REGIÃO - ANDRÉ ESTEVES

Data 02/07/2021
Horário 17:14
Foto: Tânia Rêgo/Agência Brasil
Segundo sistema do Ministério da Saúde, vacinas vencidas teriam sido aplicadas em 25 cidades da região
Segundo sistema do Ministério da Saúde, vacinas vencidas teriam sido aplicadas em 25 cidades da região

Municípios da região de Presidente Prudente negam ter aplicado vacinas vencidas da AstraZeneca e culpam falhas no sistema do Ministério da Saúde. As contestações ocorrem após o jornal Folha de S.Paulo divulgar dados de registros oficiais da pasta que apontam que pelo menos 101 doses fora da validade foram aplicadas em postos de saúde de 25 cidades da 10ª RA (Região Administrativa) do Estado de São Paulo.

Segundo a publicação da Folha, o município que liderou a suposta utilização de imunizantes expirados foi Rancharia, onde 25 doses teriam chegado ao público. Na sequência, destacam-se Presidente Prudente, com 13 doses fora da validade, e Presidente Venceslau, com 11 (veja o levantamento para toda a região na tabela abaixo).

Para a publicação, a reportagem da Folha cruzou duas bases – DataSUS e Sage (Sala de Gestão Estratégica do Ministério da Saúde) – a partir do número do lote das vacinas. Segundo o jornal, foram levadas em consideração todas as imunizações do país contra Covid-19 até 19 de junho.

Ainda conforme o veículo, as vacinas vencidas integram oito lotes da AstraZeneca importados ou adquiridos por consórcio. Um deles passou da validade no dia 29 de março. Já o que venceu há menos tempo estava válido até 4 de junho. São eles:

4120Z001 (vencimento em 29 de março)
4120Z004 (vencimento em 13 de abril)
4120Z005 (vencimento em 14 de abril)
CTMAV501 (vencimento em 30 de abril)
CTMAV505 (vencimento em 31 de maio)
CTMAV506 (vencimento em 31 de maio)
CTMAV520 (vencimento em 31 de maio)
4120Z025 (vencimento em 4 de junho)

Não procede

Em Presidente Prudente, a VEM (Vigilância Epidemiológica Municipal) denota que as ocorrências envolvendo o município dizem respeito a falhas no lançamento dos lotes das vacinas no portal Vacivida e, em dois casos específicos, o problema está relacionado à data de registro da aplicação. "Em resumo, não houve aplicação de vacinas vencidas em Prudente e os problemas detectados no lançamento dos dados já foram corrigidos", elucida.

A prefeita de Presidente Venceslau, Bárbara Vilches (PV), garante que ninguém tomou vacina fora da validade no município e que as informações foram lançadas de forma errada no sistema do Ministério da Saúde.

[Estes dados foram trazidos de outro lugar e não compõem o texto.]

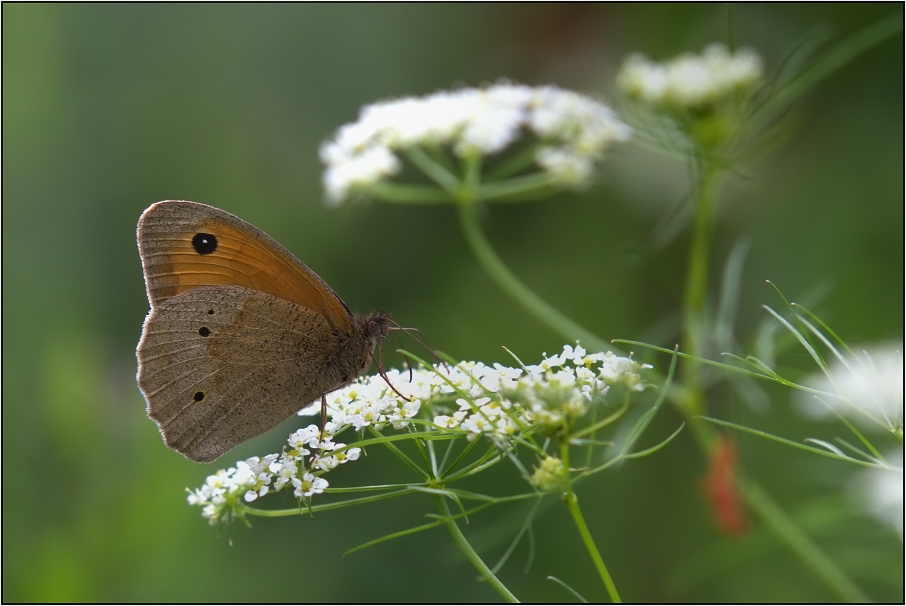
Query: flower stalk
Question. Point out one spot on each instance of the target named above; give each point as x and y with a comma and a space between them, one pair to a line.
572, 503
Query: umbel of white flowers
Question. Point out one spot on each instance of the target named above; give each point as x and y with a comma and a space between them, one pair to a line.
867, 388
497, 402
575, 130
690, 81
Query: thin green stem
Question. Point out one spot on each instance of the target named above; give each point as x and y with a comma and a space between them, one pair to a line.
695, 326
695, 333
506, 280
572, 503
799, 542
470, 553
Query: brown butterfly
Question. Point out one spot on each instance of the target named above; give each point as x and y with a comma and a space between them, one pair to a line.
241, 334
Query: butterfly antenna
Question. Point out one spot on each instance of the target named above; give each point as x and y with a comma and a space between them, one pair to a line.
383, 374
421, 341
405, 357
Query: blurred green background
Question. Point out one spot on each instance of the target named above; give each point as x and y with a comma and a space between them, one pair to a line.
108, 108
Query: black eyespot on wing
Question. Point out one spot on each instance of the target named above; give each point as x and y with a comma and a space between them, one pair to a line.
204, 244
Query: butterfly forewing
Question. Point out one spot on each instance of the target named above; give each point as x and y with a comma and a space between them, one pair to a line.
185, 245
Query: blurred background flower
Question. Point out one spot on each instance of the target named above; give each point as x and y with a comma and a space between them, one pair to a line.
109, 108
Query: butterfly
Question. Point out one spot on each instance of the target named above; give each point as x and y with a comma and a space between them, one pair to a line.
241, 334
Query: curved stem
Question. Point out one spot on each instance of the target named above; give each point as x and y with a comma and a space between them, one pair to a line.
504, 278
695, 325
800, 543
470, 553
572, 503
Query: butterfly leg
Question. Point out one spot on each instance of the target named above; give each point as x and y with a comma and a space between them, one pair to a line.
323, 416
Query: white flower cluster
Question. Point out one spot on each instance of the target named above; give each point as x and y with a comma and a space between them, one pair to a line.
576, 128
690, 81
546, 395
500, 401
869, 386
880, 492
256, 476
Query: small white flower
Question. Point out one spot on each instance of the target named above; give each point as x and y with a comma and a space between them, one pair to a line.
309, 485
880, 492
577, 131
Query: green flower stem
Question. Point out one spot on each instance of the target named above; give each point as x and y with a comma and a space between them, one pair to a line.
410, 194
572, 503
695, 333
516, 187
799, 542
495, 268
695, 326
470, 553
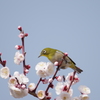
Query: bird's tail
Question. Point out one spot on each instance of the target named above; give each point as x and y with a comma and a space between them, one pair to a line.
78, 70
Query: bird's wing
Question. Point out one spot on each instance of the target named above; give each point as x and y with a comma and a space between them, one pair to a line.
72, 60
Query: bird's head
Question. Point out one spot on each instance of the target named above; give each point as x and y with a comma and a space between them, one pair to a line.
45, 52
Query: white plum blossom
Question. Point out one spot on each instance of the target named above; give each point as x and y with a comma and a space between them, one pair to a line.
76, 98
18, 93
44, 69
41, 94
69, 78
59, 87
17, 85
4, 72
31, 86
84, 97
50, 68
64, 96
59, 78
62, 87
84, 89
19, 57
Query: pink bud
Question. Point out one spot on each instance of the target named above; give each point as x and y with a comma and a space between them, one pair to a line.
50, 80
21, 35
23, 86
20, 28
56, 63
18, 47
4, 62
0, 53
65, 88
51, 85
26, 34
66, 54
59, 78
27, 66
26, 71
44, 81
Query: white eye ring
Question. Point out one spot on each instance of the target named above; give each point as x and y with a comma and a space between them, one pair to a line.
44, 51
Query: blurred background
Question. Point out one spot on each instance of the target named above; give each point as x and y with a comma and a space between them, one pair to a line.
71, 26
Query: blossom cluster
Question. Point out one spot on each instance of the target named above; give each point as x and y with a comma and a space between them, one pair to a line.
20, 87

Em Martinópolis, onde supostamente cinco doses vencidas foram utilizadas, a Prefeitura diz desconhecer a informação e destaca que não foi notificada pelos órgãos oficiais de saúde do país, responsáveis pela campanha nacional de imunização. “A aplicação de doses no município segue rigorosamente todas as condutas necessárias, conforme orientação do Plano Nacional de Imunização”, enfatiza. “Importante considerar ainda que diversas cidades e secretarias de Estados alegam problemas na migração e integração de informações entre municípios e o sistema federal, o que sugere erros de leitura ou exportação de dados”, completa.

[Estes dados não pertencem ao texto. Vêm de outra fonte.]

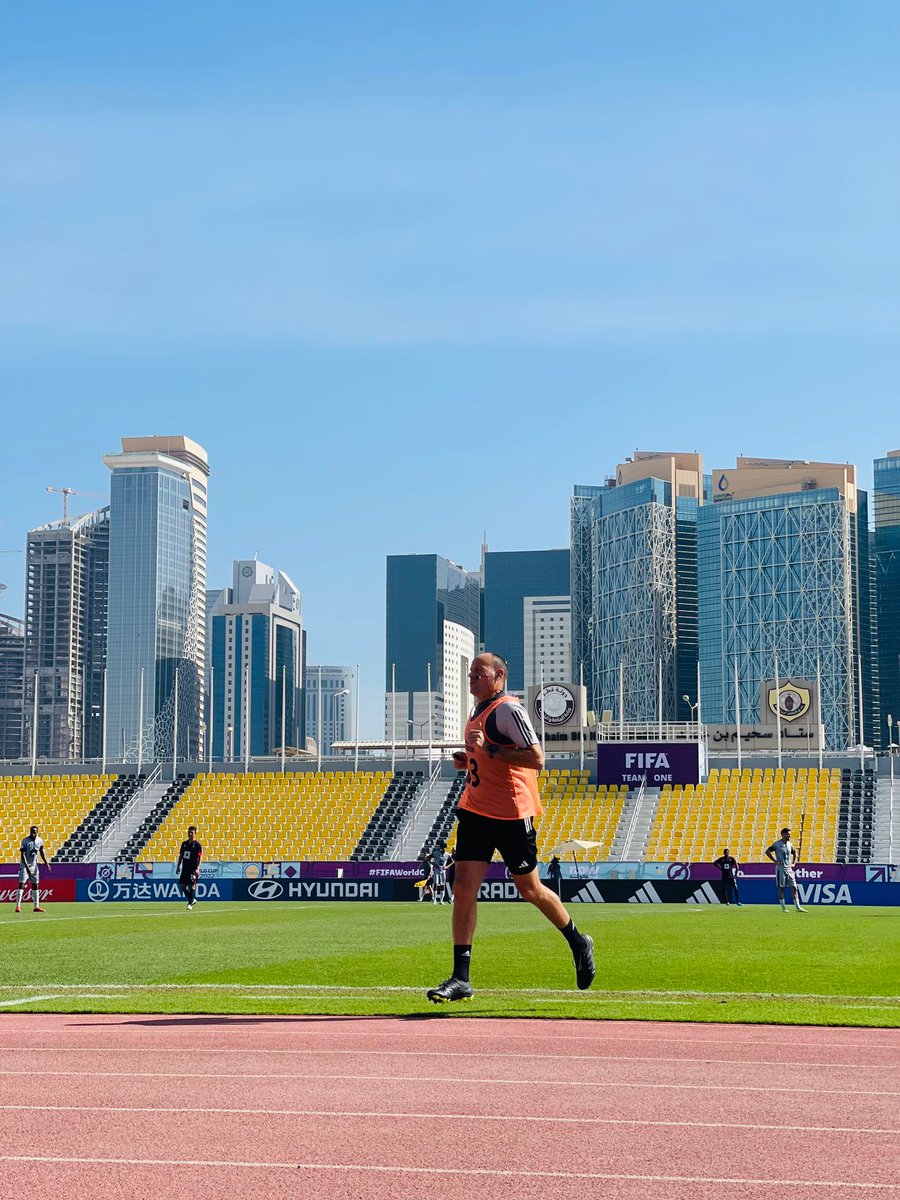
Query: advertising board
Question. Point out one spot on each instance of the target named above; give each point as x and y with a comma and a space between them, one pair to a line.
114, 891
631, 763
52, 891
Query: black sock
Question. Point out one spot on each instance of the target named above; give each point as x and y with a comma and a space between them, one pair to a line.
573, 936
462, 957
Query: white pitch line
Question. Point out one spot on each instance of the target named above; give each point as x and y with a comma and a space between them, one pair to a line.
437, 1116
209, 910
283, 989
27, 1000
443, 1079
478, 1171
445, 1054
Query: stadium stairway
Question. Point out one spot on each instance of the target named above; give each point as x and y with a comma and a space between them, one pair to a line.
388, 817
856, 817
409, 839
161, 799
443, 822
634, 828
91, 829
886, 846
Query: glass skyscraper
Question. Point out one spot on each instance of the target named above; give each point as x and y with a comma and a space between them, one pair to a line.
66, 582
432, 618
257, 660
12, 675
784, 580
157, 580
634, 586
887, 586
510, 577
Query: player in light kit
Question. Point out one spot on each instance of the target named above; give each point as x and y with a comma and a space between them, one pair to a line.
784, 856
189, 865
497, 811
31, 847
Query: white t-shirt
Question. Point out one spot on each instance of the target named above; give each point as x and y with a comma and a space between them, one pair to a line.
30, 847
783, 852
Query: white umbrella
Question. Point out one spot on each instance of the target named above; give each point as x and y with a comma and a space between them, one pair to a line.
573, 846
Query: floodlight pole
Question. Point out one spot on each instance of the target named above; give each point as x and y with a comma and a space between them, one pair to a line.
103, 729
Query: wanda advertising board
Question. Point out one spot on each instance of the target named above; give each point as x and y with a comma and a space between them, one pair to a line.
655, 763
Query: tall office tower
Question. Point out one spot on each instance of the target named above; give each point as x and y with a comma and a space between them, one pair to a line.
887, 586
513, 583
12, 677
785, 581
329, 690
432, 622
257, 664
66, 582
157, 582
547, 641
634, 586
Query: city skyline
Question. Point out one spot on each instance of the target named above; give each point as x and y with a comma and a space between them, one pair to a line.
345, 246
371, 701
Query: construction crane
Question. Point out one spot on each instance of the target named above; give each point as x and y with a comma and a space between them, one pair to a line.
3, 586
71, 491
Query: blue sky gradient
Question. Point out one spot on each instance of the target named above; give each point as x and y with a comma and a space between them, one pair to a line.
394, 264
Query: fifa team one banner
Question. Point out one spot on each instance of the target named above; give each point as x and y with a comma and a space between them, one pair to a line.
655, 763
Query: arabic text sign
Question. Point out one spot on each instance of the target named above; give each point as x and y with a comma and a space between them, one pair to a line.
654, 762
762, 737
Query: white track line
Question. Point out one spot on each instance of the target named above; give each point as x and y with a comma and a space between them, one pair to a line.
541, 1031
285, 989
437, 1116
327, 1053
478, 1171
442, 1079
28, 1000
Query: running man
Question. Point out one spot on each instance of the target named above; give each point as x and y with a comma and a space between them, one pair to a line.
497, 811
784, 856
189, 865
729, 865
29, 870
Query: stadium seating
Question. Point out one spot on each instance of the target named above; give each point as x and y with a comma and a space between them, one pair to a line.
304, 815
391, 813
856, 820
576, 808
99, 820
57, 804
443, 822
745, 810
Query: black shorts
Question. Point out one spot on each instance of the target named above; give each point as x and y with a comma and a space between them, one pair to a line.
478, 838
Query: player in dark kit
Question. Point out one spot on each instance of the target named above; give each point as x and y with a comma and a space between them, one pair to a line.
729, 867
189, 865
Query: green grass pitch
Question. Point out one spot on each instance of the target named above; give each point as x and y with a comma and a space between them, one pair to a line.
831, 966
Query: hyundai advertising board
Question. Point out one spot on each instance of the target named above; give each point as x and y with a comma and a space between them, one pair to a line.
652, 762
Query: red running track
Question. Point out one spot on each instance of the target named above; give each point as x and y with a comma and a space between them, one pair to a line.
263, 1107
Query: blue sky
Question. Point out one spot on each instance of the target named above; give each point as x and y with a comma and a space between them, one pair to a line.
409, 271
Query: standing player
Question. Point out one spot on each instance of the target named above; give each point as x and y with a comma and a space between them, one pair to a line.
31, 847
189, 865
497, 811
729, 865
784, 856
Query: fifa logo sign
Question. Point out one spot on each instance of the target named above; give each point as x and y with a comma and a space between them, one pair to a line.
648, 760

O Comitê de Contingenciamento do Coronavírus de Mirante do Paranapanema, cidade onde duas doses fora da validade teriam sido aplicadas, também ressalta que a situação não procede e que a cidade mantém cadastro atualizado de todas as vacinas disponibilizadas ao público. “Foi realizada uma revisão dos dados, inclusive do sistema Vacivida, que não apontou nenhuma irregularidade”, argumenta. O comitê reforça que o calendário de vacinação está adiantado e que a equipe está sempre atenta à validade dos imunizantes. “A Vigilância Epidemiológica Municipal já está tomando as providências para solicitar a correção dos dados junto ao Ministério da Saúde”, complementa.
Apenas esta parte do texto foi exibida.